You need to have experienced your full share of the downs along
with the ups. For every knock you've taken, you need to have enough
faith and strength to come out on top in the end. And you need to
have a gift for translating it all into songs that mean something
to everyone who's taking that ride.
No
More Mr. Lucky
comes from that place within Bramblett where life and art join together.
Each song has its unique feel, from the restless looped groove of
"Get In Get Out" to the delicate ruminations in "Lost
Enough" and on to the fusion of raw, bluesy guitar and steamy
horn riffs in "Hard to Be a Human" and the propulsive
rock of "End of the String".
Each
has its own story too, told in language that marks Bramblett, through
his own work and his collaborations with gifted co-writers, as an
everyman's poet. But there's also a thread that weaves through No
More Mr. Lucky -- a sense of being on the move, of running from
or toward something. These are songs for people who have not yet
reached a place where they can rest.
You
can hear it in the lyrics: "All you can do is save yourself;
leave the rest behind"... "Where are all your tears? When
you're lost enough, you'll find them"... "I want to run
from the things that I love"... and, from "Aching for
a Dream", "You can't slow down; the signal won't last."
"I
had Neal Cassidy in mind for that one," Bramblett says. "I
was reading a lot of Beat stuff at the time. My co-writers and I
made sure that all these songs connect to things we've gone through,
although they're not strictly autobiographical. They all come from
a feeling place; that's why there are so many images in them. I
don't write a lot of straight-ahead songs. My songs are always more
open-ended and ambiguous."
Bright
spots illuminate the sometimes-shadowy terrain of Mr. Lucky.

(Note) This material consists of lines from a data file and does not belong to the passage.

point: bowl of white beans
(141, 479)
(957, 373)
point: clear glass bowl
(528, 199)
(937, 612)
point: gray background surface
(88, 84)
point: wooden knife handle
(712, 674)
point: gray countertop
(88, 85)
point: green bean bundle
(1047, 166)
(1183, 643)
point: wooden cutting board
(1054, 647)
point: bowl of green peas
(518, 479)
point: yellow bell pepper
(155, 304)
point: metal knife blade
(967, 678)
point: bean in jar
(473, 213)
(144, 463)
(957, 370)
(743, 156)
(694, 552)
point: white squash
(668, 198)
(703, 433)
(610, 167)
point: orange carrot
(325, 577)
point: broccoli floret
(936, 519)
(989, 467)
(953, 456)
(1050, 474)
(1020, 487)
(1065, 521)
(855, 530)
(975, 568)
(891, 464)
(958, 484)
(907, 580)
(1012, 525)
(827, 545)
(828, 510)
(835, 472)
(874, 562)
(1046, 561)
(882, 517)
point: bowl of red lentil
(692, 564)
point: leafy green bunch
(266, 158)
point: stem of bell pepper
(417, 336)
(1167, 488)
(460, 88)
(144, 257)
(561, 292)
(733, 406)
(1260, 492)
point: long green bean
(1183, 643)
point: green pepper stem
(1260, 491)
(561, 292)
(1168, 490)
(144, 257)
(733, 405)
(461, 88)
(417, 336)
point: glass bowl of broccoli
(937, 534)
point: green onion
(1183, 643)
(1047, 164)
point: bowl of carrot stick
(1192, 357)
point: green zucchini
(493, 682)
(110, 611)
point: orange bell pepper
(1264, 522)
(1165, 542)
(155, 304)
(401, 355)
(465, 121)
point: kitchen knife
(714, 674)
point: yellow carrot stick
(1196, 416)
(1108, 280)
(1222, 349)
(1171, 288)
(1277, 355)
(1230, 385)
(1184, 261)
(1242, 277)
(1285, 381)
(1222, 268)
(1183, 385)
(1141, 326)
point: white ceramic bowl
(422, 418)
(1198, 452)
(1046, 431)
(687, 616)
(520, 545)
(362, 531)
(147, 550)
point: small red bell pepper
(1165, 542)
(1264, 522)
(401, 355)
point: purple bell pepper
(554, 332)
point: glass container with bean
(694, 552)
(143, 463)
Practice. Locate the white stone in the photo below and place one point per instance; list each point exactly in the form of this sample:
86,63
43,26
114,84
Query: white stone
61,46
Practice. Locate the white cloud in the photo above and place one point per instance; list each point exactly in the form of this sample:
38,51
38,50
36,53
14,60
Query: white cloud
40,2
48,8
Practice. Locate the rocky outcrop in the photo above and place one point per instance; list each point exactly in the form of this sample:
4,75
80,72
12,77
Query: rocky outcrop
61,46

"Sunflower" is one such moment -- a painting, in music
and words, of the hope that persists through times of uncertainty.
"A lot of that song came from my son," Bramblett remembers.
"He called me one day -- he was fifteen or sixteen at the time
-- to tell me that his existence had become so routine that he was
bored out of his mind. But he did something about it: He went out
and bought a sunflower. That struck me as the coolest thing, that
you can transcend your routine by reaching for something beautiful."
It's
a message that comes from Bramblett's heart. He was exploring these
themes on solo projects long before his affiliation with the pioneering
band Sea Level, or his sessions with artists as diverse as Levon
Helm and Roger Glover, Gregg Allman and Traffic, Widespread Panic
and Gov't Mule. "You work on your house, struggle through daily
responsibilities -- and you try to find some kind of transcendence.
I still struggle with that; it's steady and real."
Sound
familiar? That's why No More Mr. Lucky is more than a personal
chronicle -- it's a reflection of life, and an affirmation that
it's worth living. The message is presented on "Hard to Be
a Human" with tongue in cheek, as Adam -- presumably hitting
all the singles bars in Eden -- is "looking for my baby, an
apple in her hand." We're still looking on "End of the
String," through a prism of "bottles to bottles, end to
end." But in "God Was in the Water" someone else
is looking for us, "casting out a line into the shadows ...
but no one's biting."
Produced
by John Keane (Bottle Rockets, Indigo Girls, Cowboy Junkies, Vic
Chesnutt), No More Mr. Lucky features tight performances
from Bramblett's longtime writing partners Davis Causey and Jason
Slatton on guitars, along with Nashville stalwart Michael Rhodes
on bass and Joe Bonadio, whose recent credits include Martin Sexton
and Shawn Colvin. Bramblett, as usual, plays a number of instruments
-- including an intriguing, nearly subsonic solo on "God Was
in the Water" that sounds for sure like a bass clarinet (but
isn't).
It
all adds up to the best of endeavors: virtuoso writing and playing
that's within every listener's emotional grasp. These are songs
that will endure for years to come, as echoes of our time.